Однако в этом намерении помимо насмешки и презрения к общественному мнению проступает и нечто другое: сознательное выставление себя в неблагоприятном свете, искание бремени. Об этом говорит Ставрогину Кириллов (после дуэли Ставрогина с Гагановым):

– Я думал, вы сами ищете бремени.

– Я ищу бремени?

– Да.

– Вы… это видели?

– Да.

– Это так заметно?

– Да.[73]

Здесь шутовское начало соприкасается с юродством, одно обнаруживает в себе признаки другого. Однако, как мы уже отмечали выше, утрата различия между низким и высоким есть сущностный признак разврата.
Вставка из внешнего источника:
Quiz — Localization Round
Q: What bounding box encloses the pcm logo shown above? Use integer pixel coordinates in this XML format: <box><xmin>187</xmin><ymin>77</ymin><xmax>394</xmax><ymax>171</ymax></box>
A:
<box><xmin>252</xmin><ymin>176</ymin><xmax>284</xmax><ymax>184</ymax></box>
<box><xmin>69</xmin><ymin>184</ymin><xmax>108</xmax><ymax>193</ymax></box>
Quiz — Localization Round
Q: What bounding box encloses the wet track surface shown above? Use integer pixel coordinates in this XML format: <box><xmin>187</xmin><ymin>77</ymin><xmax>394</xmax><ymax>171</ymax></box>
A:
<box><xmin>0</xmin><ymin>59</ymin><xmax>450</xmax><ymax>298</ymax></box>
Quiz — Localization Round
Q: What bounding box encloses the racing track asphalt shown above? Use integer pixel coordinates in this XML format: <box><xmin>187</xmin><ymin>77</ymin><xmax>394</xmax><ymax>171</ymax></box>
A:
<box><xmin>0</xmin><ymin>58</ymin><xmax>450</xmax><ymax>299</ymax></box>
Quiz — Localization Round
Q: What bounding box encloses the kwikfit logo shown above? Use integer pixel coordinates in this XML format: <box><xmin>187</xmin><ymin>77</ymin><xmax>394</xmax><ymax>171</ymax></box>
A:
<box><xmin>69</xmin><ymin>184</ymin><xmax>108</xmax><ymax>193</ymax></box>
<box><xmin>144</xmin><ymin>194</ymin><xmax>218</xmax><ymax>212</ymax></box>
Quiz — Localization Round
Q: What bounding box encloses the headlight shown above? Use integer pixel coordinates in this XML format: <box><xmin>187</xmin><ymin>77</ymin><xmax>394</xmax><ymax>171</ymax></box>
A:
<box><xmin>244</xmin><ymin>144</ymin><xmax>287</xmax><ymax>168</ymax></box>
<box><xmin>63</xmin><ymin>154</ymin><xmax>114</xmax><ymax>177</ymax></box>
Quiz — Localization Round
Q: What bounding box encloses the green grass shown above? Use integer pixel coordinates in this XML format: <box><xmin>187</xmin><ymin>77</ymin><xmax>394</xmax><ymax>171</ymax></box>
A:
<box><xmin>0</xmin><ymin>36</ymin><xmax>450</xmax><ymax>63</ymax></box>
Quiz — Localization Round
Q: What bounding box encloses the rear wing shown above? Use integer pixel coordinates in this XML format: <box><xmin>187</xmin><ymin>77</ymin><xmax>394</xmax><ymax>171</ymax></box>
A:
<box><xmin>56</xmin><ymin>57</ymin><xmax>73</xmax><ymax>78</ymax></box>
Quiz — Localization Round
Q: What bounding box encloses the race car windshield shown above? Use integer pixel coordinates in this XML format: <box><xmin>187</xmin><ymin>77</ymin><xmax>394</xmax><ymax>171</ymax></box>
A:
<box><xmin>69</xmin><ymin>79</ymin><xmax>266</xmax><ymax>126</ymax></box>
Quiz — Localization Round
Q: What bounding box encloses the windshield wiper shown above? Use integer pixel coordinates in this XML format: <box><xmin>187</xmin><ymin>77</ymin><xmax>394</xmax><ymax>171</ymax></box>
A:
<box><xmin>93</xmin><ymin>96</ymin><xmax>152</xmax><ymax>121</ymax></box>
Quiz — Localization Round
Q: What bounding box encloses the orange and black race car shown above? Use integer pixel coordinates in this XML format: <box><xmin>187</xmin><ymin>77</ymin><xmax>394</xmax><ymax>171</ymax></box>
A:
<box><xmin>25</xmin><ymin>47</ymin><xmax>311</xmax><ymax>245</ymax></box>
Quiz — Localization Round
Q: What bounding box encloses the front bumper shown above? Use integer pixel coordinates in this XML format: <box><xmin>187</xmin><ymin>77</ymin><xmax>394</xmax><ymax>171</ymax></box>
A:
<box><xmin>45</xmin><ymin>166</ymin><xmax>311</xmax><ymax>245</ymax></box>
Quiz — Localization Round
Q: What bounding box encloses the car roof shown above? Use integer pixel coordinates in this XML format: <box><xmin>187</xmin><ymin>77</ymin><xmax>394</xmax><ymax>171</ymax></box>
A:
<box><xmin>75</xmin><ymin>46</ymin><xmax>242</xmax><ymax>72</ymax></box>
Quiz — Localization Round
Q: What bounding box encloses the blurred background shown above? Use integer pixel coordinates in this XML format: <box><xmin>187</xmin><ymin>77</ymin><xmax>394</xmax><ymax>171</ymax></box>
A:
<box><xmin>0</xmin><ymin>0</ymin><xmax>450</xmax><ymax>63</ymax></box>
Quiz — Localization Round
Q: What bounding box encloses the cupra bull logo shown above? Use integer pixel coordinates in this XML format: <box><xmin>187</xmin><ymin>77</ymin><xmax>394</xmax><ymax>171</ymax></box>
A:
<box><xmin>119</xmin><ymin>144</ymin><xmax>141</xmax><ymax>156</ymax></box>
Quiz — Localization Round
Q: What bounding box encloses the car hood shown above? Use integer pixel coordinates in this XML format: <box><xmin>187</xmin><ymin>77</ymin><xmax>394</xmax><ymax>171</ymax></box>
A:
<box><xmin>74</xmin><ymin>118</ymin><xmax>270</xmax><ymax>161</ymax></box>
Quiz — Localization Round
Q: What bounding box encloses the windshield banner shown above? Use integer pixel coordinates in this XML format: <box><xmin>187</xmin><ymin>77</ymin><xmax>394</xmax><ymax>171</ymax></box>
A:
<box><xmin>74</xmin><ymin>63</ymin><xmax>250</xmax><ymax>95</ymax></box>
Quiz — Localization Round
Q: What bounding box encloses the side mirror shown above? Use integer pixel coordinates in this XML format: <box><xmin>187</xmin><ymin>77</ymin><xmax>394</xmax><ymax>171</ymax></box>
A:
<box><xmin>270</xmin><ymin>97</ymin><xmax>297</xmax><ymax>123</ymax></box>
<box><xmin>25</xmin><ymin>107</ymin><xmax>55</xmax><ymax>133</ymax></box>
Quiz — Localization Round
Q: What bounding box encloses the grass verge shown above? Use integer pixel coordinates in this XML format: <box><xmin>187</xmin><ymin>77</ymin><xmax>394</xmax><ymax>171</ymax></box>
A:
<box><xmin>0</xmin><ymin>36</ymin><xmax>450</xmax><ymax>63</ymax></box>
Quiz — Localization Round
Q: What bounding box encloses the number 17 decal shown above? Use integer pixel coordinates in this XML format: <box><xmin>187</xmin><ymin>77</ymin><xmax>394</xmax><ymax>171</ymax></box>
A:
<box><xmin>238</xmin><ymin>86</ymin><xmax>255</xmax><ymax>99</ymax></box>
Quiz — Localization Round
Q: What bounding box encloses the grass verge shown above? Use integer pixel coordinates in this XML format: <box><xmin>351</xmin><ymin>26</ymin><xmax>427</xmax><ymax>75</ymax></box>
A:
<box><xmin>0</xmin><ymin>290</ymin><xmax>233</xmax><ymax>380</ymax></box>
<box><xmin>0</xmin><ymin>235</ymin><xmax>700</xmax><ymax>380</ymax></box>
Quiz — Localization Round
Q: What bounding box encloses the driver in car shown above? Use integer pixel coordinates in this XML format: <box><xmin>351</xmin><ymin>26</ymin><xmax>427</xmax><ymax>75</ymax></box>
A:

Чрезмерное и извращенное сладострастие, сексуальный разврат составляет лишь наиболее явное, зримое проявление ставрогинского разврата. Более глубокий пласт связан с фундаментальным развращением всего склада личности, с умственным и душевным повреждением. Корень этого повреждения – чрезмерная гордость и доведенное до крайнего предела своеволие. На этот момент указывает Н. Бердяев: «Но разврат не есть первичное начало, губительное для личности. Он – уже последствие, предполагающее глубокие повреждения в строе человеческой личности. Он уже есть выражение распадения личности. Распад же этот есть плод своеволия и самоутверждения».[74] Своеволие, извращенную свободу Николай Ставрогин проявляет уже в самом начале романа в своих эксцентричных поступках: когда он при всех в буквальном смысле, физически проводит за нос почтенного Павла Павловича, целует в губы жену Липутина, прикусывает ухо губернатора. Встречающиеся в исследовательской литературе попытки объяснить такое поведение психической болезнью, шизофреническим сдвигом[75] следует признать неадекватными художественному замыслу писателя. В самом тексте романа недвусмысленно показано, что истолкование поступков Ставрогина как сумасшествия есть всего лишь не соответствующая действительности попытка оправдания героя, стремление найти в нем хоть что-то человеческое: ведь болезнь представляет собой проявление человеческой природы и заслуживает скорее сострадания, нежели осуждения. С сумасшедшего ответственность снимается в силу его неспособности контролировать свое поведение. Напротив, вся «неслыханная дерзость» действий Ставрогина в том и состоит, что он показал себя «способным на всякий сумасшедший поступок в полном рассудке».[76] То обстоятельство, что герой действительно впоследствии впадает в буйство, есть лишь «счастливое» совпадение и не более того (счастливое, потому что избавляет потрясенных жителей города от мучительных поисков разумного объяснения случившихся событий). Поведение Ставрогина – это именно выходки «вне всяких условий и мер».